We go back into her room, where Alexi is trying to soothe the patient, without much success.
“I want to wake up,” Linsey cries. “Why can’t I wake up?”
Occasionally patients are bad enough that we might transfer them to the hospital’s acute psychiatric wing, but we can handle Linsey’s condition on our unit. She’s not dangerous to herself or others. What she requires is patience and special handling, which Alexi does with textbook calm.
“You’re in a safe place,” Alexi says, rubbing Linsey’s back.
Finley and I debate whether to give her any medication. He says no; he’s concerned that she needs to learn how to handle her anxiety. I wonder if she might be too overwhelmed to handle anything right now. I suggest giving her medication to suppress the symptoms contributed by withdrawal. “None of the pharmacotherapy I suggest is meant to gratify,” I emphasize.
Linsey eventually goes to sleep. Later, she can’t remember anything specific about the episode, though she does complain of feeling spaced out and scared.
“I feel so small,” she says in a soft, weepy voice. “I don’t know if I can stand any more of this.”
“Come to the staff when you feel like that. You’ve got to trust us. Let them in. Learn to connect with them.”
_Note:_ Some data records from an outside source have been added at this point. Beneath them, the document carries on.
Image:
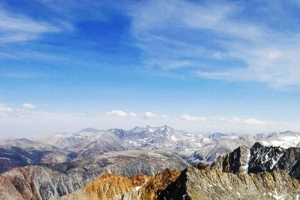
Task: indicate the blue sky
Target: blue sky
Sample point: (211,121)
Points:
(230,66)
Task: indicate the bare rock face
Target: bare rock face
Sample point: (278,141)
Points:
(113,187)
(195,184)
(55,180)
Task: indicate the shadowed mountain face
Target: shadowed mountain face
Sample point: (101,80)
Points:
(89,143)
(195,184)
(258,172)
(82,157)
(117,187)
(55,180)
(245,173)
(260,158)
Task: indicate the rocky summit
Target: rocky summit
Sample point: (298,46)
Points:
(195,184)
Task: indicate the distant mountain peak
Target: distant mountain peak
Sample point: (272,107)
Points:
(89,130)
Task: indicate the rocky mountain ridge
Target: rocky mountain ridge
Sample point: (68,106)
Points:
(69,147)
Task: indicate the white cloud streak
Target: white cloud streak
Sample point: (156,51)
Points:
(5,109)
(17,28)
(28,122)
(28,105)
(192,119)
(173,35)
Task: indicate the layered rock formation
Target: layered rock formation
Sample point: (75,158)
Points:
(113,187)
(260,158)
(53,181)
(195,184)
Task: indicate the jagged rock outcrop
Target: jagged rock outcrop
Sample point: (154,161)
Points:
(195,184)
(258,158)
(113,187)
I don’t know how much she can comprehend. Not a lot, I’m sure. Nonetheless, I explain that her fragile internal self had been overcome by runaway biology and stress. She’s curious about why it happened. I can’t say. But I notice a copy of Hemingway’s For Whom the Bell Tolls on her nightstand, and that may be a clue: provocative, emotional material, of the kind found in a good, challenging novel, can precipitate such episodes.
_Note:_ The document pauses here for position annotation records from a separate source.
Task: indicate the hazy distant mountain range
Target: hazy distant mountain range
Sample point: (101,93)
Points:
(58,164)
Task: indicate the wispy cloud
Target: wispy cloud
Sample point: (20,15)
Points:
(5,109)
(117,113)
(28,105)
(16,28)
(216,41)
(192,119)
“You might have felt as if you passed through a dream,” I say.
“A nightmare is more like it,” she says. “I felt myself slipping away into…into like what I said before, nothingness.”
Her description is a good one. It makes sense. Growing up, she never received the emotional nourishment needed to build a competent self. To her, “normal” meant feeling helpless, empty, and powerless. On even her best days, she wasn’t present in her own life. At her worst, as she had just experienced, she ceased to exist. She was dead, but conscious of it. How frightening is that?
“Scary stuff,” I say.
“I want my mom,” she sniffles.
“But earlier you told me you didn’t want her involved in your treatment. You said she makes things worse.”
“I never really even had her,” says Linsey.
I encourage her to stay with that realization. If I’m correct, Linsey feels terribly alone, even as she’s aching for a relationship she never had. She wants connections, and she will have to work at developing them. We are going to help her. Though weak and confused, she nods at my explanation. I can’t tell what she means, if she even understands. She probably doesn’t. But at least it’s a start.